AIRED: September 22, 2014– 11 am PST
TITLE: “Like a Child to Home”
SPECIAL GUEST: Katherine Ketcham
Bill Engleson’s first novel, Like a Child to Home, is a powerful and original take on what it means to be a social worker. He presents a portrait of a social worker, Wally Rose, whose major attributes are compassion, patience, commitment and resilience.
Engleson paints a realistic portrait on just how hard it can be to gain the trust of injured youth, and the importance of establishing trust as a prerequisite to help young people find answers or accept advice and direction.
Like a Child to Home provides insight into how easy it is for these young people to transform their fears into aggressiveness and isolation as they struggle with family distress, drug use and violence. Without support from experienced people, the choices young people make can tarnish their lives forever. For any society this is a disgrace.
Even though the value of a child’s life is incommensurable, sometimes social workers are limited by the very system they toil in.Bill puts so well on paper the pressure social workers face, trying mightily to put into place resolutions that will be in the best interest of each child. As he has made clear, this work need a lot of commitment and dedication, and the social workers’ personal life is often secondary
ABOUT BILL ENGLESON
Bill Engleson worked in the child welfare arena for more than 25 years, most of them as a front-line, journeyman government protection social worker. He surprised himself by taking his leave in March 2002 after a timely early retirement offer.

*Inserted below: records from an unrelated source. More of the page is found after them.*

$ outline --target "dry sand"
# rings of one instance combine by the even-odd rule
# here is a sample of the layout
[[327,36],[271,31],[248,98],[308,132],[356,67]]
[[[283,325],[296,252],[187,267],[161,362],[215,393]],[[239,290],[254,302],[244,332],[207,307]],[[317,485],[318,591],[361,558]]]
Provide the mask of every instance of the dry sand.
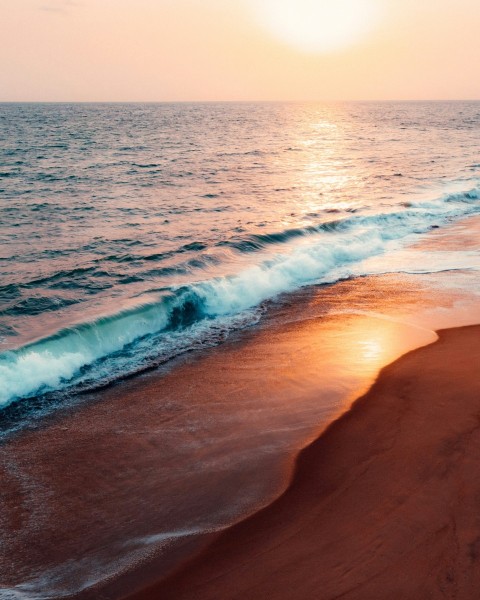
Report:
[[480,326],[380,373],[273,504],[135,600],[480,598]]

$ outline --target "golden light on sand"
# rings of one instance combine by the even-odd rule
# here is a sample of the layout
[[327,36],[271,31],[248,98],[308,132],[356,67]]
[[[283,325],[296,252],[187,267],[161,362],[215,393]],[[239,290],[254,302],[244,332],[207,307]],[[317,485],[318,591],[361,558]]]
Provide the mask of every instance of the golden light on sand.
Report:
[[379,20],[378,0],[251,0],[261,24],[309,53],[339,51],[361,41]]

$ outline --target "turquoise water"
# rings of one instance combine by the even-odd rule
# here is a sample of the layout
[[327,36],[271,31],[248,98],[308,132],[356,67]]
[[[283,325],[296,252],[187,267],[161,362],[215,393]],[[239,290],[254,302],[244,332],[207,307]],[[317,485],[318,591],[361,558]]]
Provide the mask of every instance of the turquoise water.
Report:
[[479,214],[479,134],[475,102],[0,105],[0,406],[217,344]]

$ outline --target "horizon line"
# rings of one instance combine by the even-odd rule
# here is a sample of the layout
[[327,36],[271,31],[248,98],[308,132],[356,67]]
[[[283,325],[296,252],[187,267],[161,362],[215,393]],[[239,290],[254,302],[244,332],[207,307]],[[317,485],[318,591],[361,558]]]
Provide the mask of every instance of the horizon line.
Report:
[[318,100],[0,100],[0,104],[333,104],[389,102],[480,102],[480,98],[389,98]]

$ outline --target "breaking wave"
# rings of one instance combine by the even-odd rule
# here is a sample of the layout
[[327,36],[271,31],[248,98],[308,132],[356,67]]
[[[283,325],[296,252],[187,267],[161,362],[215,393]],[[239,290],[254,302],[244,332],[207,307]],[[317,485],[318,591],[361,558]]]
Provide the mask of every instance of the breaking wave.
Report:
[[[255,322],[266,300],[304,285],[333,283],[345,277],[348,265],[358,267],[433,227],[478,214],[479,199],[474,188],[409,203],[401,211],[352,215],[232,242],[239,252],[259,251],[256,262],[233,275],[165,288],[154,301],[0,354],[0,406],[72,386],[99,385],[218,343],[232,329]],[[262,255],[272,244],[279,251]]]

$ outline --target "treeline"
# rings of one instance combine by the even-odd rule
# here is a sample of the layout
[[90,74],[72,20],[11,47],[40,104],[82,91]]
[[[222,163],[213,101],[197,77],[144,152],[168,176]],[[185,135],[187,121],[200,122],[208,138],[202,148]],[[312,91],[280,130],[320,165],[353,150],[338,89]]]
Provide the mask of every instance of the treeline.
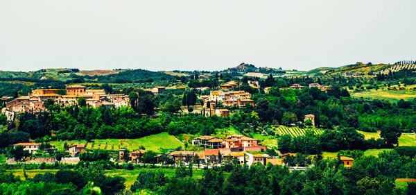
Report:
[[[173,135],[210,135],[216,128],[229,125],[228,119],[216,116],[205,118],[200,115],[181,117],[164,114],[153,119],[139,115],[130,107],[110,109],[73,106],[39,115],[26,112],[19,117],[17,126],[21,135],[17,137],[5,133],[2,135],[5,139],[1,141],[4,145],[15,144],[21,139],[26,140],[28,135],[33,139],[51,136],[53,130],[55,134],[53,138],[64,140],[137,138],[164,131]],[[15,136],[13,139],[8,139],[12,136]]]
[[[87,76],[85,77],[89,79]],[[163,72],[139,69],[121,71],[118,74],[98,76],[96,78],[100,83],[136,83],[171,80],[173,76]]]
[[[303,136],[284,135],[277,138],[279,151],[282,153],[301,153],[306,155],[320,154],[322,151],[336,152],[342,150],[361,150],[392,147],[390,137],[365,139],[364,135],[353,128],[340,126],[327,130],[320,135],[306,130]],[[395,143],[397,144],[397,143]]]
[[415,177],[411,167],[416,161],[395,151],[379,158],[360,156],[352,168],[338,160],[315,160],[306,171],[271,164],[214,167],[205,170],[201,179],[182,167],[172,178],[144,171],[130,190],[157,194],[414,194],[416,190],[415,183],[407,189],[395,187],[396,178]]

Shortly thereafter, Bill began an exhilarating eighteen months journey as a program manager for an eclectic urban social service agency, The Lower Mainland Purpose Society.
In December 2003 he moved from the Lower Mainland of to Denman Island, a small island off of the east coast of Vancouver Island . His key activities since then have been writing in a number of genres, community volunteering in the arts and social services.
He has written Like a Child to Home principally to depict, in fictional form, aspects of the demanding child welfare world he encountered, experiences not often explored in literature. Like a Child to Home is also very much meant to be a means of paying tribute to the amazingly resilient young people that he met along the way as well as to the hard working adults who shared that journey.